Okay, only four and a half stars, but i opted for five not four because this is a truly magnificent, tho' difficult, book. Greg Bear has written some great SF; but i, at least, have found his recent work less exciting. This is Bear returning with a huge metaphysical vision, greater in its depth than even his 'The Way' series ('Eon', 'Eternity', and 'Legacy'). The story takes place in two time zones, now, and one hundred trillion years in the future in the eponymous city at the end of time; there is also a third arena, somewhere where there is no time, or, perhaps, all times - the chaos.
Bear has tried to imagine a universe where the Copenhagen interpretation of quantum mechanics is given its most literal reading: "All the possible pathways a particle can take - or a human - an infinite number, spread out through all space and time, weak where improbable, strong where probable - all, in the end, collapsing into a single, energy-efficient path, the most resourceful and simplest world-line." I'm not sure what he means by "in the end collapsing into a single [...] path" because three of the important characters from our time have the ability to jump to alternate realities in an attempt to improve their lot. But one can't blame Bear for a bit of fuzziness here, no-one can make sense of quantum mechanics when it comes to what it means (that's according to Richard Feynman in his 'QED' - and who are we to argue with him?).
At the end of time reality as we know it has almost been destroyed by the chaos - an empty horrific meaningless force which subverts all that we know as sanity and order. Indeed, it has devoured all bar the final city - the city at the end of time. Time, within such quantum multiverse, is not fixed - start in the middle of a story, go back to the beginning, return to where you started but you'll find it's no longer the same. The essence of this story is how one of the mighty beings at the end of time - the sort of being Bear imagines a person who had had tens of trillions of years in control of their own nature might turn into - is struggling against the chaos. It's giving nothing important away to say that the alternative world jumping characters in our time are, unbeknownst to them, part of his struggle.

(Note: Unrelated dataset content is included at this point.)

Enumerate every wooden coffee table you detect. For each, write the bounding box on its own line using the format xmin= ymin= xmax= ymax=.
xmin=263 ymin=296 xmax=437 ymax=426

Any hack can tell a story with `amazing' beings in it: "His mind was godlike - as beyond ours as ours is to a beetle's." Bear is a truly great SF writer because he goes so much further, giving us the feeling that we really have glimpsed something of the incomprehensible. I was worried, as the story progressed, that there were going to be too many loose ends - beings and objects named but not described. It's true that not everything is tied up by the end, but nearly everything is. What i would have liked, tho', is a lengthy appendix with a more detailed break down of the metaphysics and ontology of this great created world.
Apart from that little quibble, this is a wonderful wonderful work of hard SF from one of our greatest living visionaries.